We could limit the (first) trial run to branches.

PRs wouldn't be affected (avoiding a bunch of concerns about maybe blocking PRs and misleading people into thinking that CI is green), we'd have a better handle on how much capacity we are consuming, but contributors would still get the new setup (which for some is better than none).
We'd also side-step any potential security issue for the time being.

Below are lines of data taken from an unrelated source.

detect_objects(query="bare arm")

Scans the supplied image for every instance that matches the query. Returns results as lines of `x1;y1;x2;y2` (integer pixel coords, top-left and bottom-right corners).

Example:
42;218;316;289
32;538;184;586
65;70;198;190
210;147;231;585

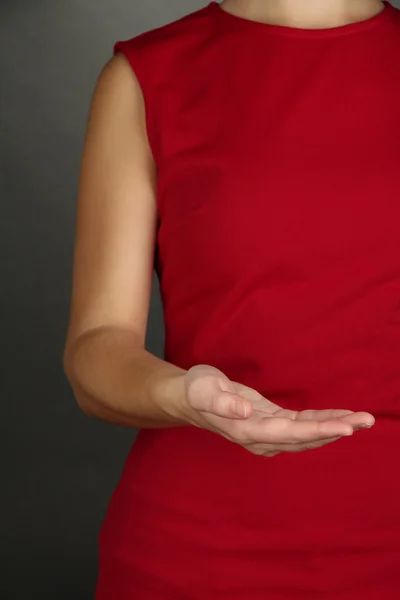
64;55;191;428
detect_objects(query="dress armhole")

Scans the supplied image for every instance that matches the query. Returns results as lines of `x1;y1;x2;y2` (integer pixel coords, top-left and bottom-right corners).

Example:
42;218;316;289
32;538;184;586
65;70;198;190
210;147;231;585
113;40;157;167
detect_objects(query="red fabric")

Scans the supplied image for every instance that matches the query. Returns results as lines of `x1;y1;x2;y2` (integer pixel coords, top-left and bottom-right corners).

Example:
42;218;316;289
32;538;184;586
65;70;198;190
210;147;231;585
96;3;400;600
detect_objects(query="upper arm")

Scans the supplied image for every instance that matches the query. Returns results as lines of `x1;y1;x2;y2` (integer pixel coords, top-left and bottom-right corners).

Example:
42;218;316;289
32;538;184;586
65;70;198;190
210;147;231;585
67;54;157;354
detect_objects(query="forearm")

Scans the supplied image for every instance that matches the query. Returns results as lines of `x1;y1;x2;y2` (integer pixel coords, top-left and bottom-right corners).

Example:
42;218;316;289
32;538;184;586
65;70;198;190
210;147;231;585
64;328;188;428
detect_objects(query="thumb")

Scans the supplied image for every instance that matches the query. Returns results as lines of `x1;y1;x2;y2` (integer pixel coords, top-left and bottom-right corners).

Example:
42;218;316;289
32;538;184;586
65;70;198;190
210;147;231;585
186;365;251;419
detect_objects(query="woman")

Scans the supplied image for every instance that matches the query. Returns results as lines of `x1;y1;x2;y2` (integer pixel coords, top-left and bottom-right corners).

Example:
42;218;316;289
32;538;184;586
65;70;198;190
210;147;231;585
65;0;400;600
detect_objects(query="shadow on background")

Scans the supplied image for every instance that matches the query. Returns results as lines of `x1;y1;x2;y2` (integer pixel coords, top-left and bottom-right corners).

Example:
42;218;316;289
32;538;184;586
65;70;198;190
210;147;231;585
0;0;201;600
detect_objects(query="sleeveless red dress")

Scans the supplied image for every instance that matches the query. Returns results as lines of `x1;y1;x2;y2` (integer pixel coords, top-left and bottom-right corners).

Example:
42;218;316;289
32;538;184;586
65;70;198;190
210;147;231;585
96;2;400;600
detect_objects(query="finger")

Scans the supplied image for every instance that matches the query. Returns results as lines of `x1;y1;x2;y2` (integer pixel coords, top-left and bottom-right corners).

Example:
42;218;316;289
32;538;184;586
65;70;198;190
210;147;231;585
340;412;375;429
294;409;354;421
296;409;375;429
264;437;342;456
251;417;353;444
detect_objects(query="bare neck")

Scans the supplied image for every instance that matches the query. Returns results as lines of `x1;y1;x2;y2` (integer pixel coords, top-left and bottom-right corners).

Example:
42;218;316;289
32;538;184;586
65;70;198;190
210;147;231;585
222;0;384;29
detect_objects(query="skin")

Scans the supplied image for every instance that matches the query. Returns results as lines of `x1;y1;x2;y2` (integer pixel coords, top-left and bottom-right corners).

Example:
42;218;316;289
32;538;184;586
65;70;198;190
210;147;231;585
221;0;384;29
64;0;376;457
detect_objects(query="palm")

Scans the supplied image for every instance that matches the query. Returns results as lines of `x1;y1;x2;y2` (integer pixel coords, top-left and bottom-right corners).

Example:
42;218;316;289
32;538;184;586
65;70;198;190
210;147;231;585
225;382;372;448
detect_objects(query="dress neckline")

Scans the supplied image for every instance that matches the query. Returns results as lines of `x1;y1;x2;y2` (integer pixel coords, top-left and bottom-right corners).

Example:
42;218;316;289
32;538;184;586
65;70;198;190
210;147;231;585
208;0;396;38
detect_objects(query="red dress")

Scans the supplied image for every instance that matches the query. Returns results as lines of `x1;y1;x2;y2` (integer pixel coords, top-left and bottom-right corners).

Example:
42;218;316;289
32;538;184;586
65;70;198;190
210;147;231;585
96;3;400;600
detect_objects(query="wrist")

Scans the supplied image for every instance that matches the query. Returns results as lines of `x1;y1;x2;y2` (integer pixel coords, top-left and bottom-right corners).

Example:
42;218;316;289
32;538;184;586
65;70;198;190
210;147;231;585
153;370;191;425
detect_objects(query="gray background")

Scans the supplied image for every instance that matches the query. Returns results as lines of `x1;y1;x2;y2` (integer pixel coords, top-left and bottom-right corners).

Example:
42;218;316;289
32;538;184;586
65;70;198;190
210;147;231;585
0;0;399;600
0;0;200;600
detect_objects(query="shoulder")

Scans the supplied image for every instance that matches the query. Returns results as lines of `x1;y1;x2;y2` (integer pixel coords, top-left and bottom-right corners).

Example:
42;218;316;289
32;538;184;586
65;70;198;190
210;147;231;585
114;3;217;73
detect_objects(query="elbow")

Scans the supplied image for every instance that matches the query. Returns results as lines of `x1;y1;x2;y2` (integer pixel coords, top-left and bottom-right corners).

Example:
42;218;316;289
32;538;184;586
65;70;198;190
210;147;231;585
62;346;96;417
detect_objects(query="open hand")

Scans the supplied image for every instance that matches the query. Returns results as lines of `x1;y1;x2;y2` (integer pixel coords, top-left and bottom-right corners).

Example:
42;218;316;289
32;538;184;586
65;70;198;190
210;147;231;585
185;365;375;456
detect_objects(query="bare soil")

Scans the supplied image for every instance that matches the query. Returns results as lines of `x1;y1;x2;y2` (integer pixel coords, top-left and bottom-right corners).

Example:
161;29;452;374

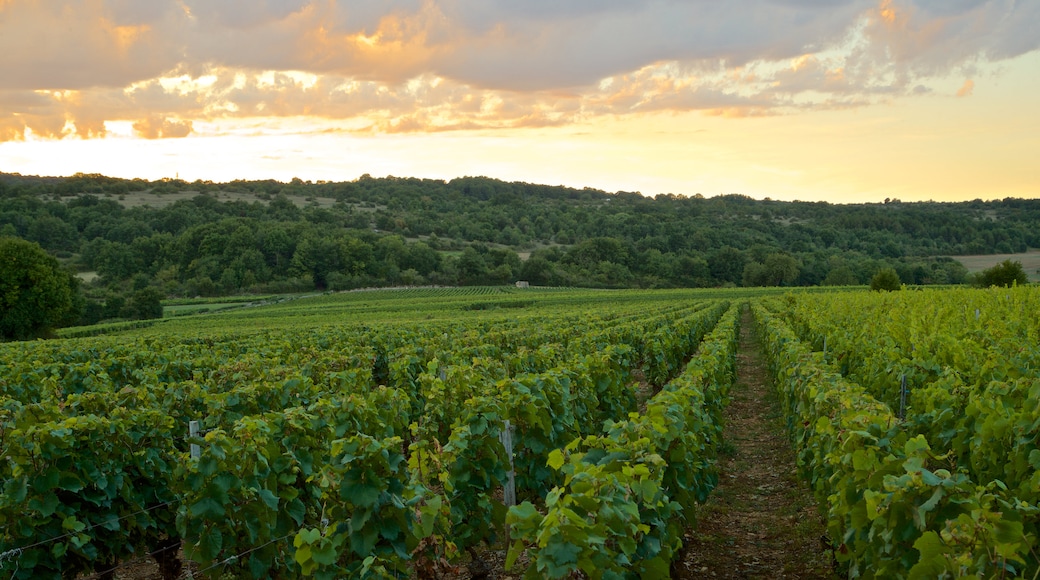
93;309;839;580
678;309;838;579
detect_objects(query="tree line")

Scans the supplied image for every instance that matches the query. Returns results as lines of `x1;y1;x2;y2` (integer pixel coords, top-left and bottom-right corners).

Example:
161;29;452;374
0;174;1040;334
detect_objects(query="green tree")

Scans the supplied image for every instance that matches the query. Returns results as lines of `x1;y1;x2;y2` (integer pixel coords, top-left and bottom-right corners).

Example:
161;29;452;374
123;286;162;320
974;260;1030;288
0;238;75;340
870;268;903;292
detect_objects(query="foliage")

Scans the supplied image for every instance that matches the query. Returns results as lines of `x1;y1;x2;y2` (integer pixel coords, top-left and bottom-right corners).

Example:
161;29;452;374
870;268;902;292
972;260;1030;288
0;237;75;340
0;174;1023;301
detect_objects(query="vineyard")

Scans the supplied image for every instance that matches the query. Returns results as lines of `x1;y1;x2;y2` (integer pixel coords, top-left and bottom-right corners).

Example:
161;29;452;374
0;288;1040;578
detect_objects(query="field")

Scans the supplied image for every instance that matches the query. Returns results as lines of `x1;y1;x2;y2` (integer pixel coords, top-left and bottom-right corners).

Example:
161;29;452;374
952;249;1040;282
0;287;1040;578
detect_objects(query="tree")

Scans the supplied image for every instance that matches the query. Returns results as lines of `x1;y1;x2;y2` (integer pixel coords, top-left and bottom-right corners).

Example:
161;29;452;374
122;287;162;320
974;260;1030;288
0;237;75;340
870;268;903;292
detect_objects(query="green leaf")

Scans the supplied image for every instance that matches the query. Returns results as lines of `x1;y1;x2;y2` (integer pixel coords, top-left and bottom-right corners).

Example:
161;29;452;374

On 01/12/2023 05:10, Yangze Guo wrote:
Thanks for the efforts, @Matthias. +1 to start a trial on Github
Actions and migrate the CI if we can prove its computation capacity
and stability.

I share the same concern with Xintong that we do not explicitly claim
the effect of this trial on the contribution procedure. I think you
can elaborate more on this in the migration plan section. Here is my
thought about it:
I prefer to enable the CI workflow based on GitHub Actions for each PR
because it helps us understand its stability and performance under
certain pressures. However, I am not inclined to make "passing the CI
via GitHub Actions" a necessity in the code contribution process, we
can encourage contributors to report unstable cases under a specific
ticket umbrella when they encounter them.

Best,
Yangze Guo

On Thu, Nov 30, 2023 at 12:10 AM Matthias Pohl
<matthias.p...@aiven.io.invalid> wrote:
With regards to Alex' concerns on hardware disparity: I did a bit more
digging on that one. I added my findings in a hardware section to FLIP-396
[1]. It appears that the hardware is more or less the same between the
different hosts. Apache INFRA's runners have more disk space (1TB in
comparison to 14GB), though.

[1]
https://cwiki.apache.org/confluence/display/FLINK/FLIP-396%3A+Trial+during+Flink+1.19+Cycle+to+test+migrating+to+GitHub+Actions#FLIP396:TrialduringFlink1.19CycletotestmigratingtoGitHubActions-HardwareSpecifications

On Wed, Nov 29, 2023 at 4:01 PM Matthias Pohl <matthias.p...@aiven.io>
wrote:

Thanks for your feedback Alex. I responded to your comments below:

This is mentioned in the "Limitations of GitHub Actions in the past"
section of the FLIP. Does this also apply to the Apache INFRA setup or
can we expect contributors' runs executed there too?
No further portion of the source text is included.